By definition, lying to yourself requires that you deny reality and distort the truth. That carries all sorts of costs. “I tell myself the army I’m facing is small even though I’m getting constant feedback that it’s really large,” Lynch says. “The cost is we get slaughtered.” (Or, to use a current example, we might loot Iraqi oil and call it “reimbursement,” though the rest of the world never knew we were fighting on an expense account.)

Another cost to distorting the truth is that you’re less likely to even get why something is funny, much less laugh at it.

You can begin to see how self-deception may have stunted Trump’s sense of the absurd. It’s a lot harder to laugh when you don’t recognize absurdity. Think of how much Trump must have had to lie to himself, perhaps even unconsciously, in order to convince millions that Obama was born in Kenya, that “I alone can fix” everything, or that he will be the healthiest president “in history.” We don’t know whether he gets how absurd he sounds. But we do know he claims all of it with a straight face.

(By the way, the liars-laugh-less formulation doesn’t work in reverse: People who don’t laugh aren’t necessarily self-deceptive or narcissistic at all. Indeed, some people don’t laugh out of low self-esteem. “Self-deception,” Lynch estimates, “explains about 20 percent of why people don’t laugh.” Besides, if we didn’t tell ourselves little white lies, he adds, “we wouldn’t get out of the bed in the morning.”)

It’s a Shame

Tony Schwartz, the repentant ghostwriter for Trump’s bestselling The Art of the Deal, explained on MSNBC recently what drives Trump’s tendency to project his own faults onto others (Hillary is the bigot; she lacks a presidential temperament). “Trump has a deep self-hatred and insecurity,” Schwartz said. “Any criticisms make him feel inadequate, and it is intolerable to feel inadequate.”

Or to be laughed at. In his stump speeches, Trump often rails against countries like Mexico and China for “laughing at us.” 

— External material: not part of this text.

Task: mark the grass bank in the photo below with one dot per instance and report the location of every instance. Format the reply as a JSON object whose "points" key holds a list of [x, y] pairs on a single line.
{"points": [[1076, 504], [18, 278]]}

“Superficially, the problem that torments Trump is trade. But his language—they ‘beat’ us and ‘laugh’ at us—provokes the emotional power of shame,” Trump biographer (Never Enough) Michael D’Antonio writes at The Daily Beast. Trump, he says, is “all about shame—avoiding it himself, and inflicting it on others.”

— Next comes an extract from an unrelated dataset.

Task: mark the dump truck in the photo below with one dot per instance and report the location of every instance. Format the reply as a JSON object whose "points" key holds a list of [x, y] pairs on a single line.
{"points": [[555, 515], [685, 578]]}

The supply of shame inside Trump is so great and near the surface that it comes bubbling up in his campaign that we naturally look for its source. As his biographer, I see it in his struggle to satisfy a strict and demanding father and his banishment, at age 13, to a military academy in Upstate New York where, Trump has said, he was subject to violence at the hands of Army veterans who staffed the school.

Trump was major-shamed again, D’Antonio writes, “when he lost his Trump Airline and the Plaza Hotel and became a symbol of failure in the late 1980s and early 1990s. Out of this defeat he fashioned a comeback that saw him become richer and more famous than ever.”

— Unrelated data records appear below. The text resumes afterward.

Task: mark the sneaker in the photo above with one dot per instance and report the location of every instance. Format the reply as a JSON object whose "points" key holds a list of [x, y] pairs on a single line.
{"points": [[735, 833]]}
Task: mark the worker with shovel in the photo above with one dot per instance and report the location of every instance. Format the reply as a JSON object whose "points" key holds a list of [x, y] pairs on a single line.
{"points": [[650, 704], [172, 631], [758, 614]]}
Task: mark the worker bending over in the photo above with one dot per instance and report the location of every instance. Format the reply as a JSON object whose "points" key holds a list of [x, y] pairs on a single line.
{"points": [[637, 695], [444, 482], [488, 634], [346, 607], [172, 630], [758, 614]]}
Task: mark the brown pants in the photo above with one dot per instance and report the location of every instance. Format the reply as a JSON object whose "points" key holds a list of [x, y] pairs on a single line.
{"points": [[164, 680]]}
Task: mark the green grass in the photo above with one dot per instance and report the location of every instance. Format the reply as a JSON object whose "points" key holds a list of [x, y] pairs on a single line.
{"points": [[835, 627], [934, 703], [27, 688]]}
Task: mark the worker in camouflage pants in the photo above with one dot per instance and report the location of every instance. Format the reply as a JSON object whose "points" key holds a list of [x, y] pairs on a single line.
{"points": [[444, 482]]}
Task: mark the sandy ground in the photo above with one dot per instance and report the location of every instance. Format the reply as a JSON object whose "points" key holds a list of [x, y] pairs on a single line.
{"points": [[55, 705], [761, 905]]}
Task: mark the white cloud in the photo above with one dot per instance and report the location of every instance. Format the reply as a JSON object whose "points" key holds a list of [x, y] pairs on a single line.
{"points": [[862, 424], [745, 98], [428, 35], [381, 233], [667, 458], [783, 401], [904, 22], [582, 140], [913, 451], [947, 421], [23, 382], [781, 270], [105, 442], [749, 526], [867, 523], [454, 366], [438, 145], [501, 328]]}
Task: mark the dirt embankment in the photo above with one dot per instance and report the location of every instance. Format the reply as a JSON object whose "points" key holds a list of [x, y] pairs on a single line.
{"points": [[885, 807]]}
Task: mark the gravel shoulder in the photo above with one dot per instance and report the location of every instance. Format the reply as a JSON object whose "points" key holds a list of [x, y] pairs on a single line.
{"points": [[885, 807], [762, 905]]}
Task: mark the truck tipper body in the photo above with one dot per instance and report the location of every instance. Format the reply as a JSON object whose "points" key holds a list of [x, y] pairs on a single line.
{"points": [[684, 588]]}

As a businessman who sees every crash as an opportunity, Trump may also see any public airing of his shame as a prequel to ever-greater success.

At the 2011 White House Correspondents Dinner, for example, President Obama coolly humiliated the birther-in-chief, getting the crowd and soon the whole world to laugh at him, while Trump sat there stone-faced. In all likelihood, that experience motivated him to finally make a real run for the presidency.

As best we can tell, Trump’s whole psychological dynamic might be explained as a serial encounter with public shame over his fear of inadequacy. Again and again he takes risks that everyone thinks will end his campaign—saying John McCain is no hero, mocking a disabled reporter, attacking a Gold Star family. It’s as if he’s courting the thing that hurts him: Each encounter allows him to touch his shame and still walk away.

Like Dostoevsky’s The Gambler, Trump likes the thrill of getting so close to being exposed and still winning—until, of course, he finally loses, which may be what he really wants. Although, if he achieves that, he’ll probably just redefine it as a success.

It’s all too bad. As the shrinks say, “laughter relieves shame.” Laughing, especially at oneself, “is one of the main ways in which shame can be dissipated or released.”

If only Donald Trump could deeply, even convulsively laugh at himself—God knows, he has the material—he probably wouldn’t be running for president today.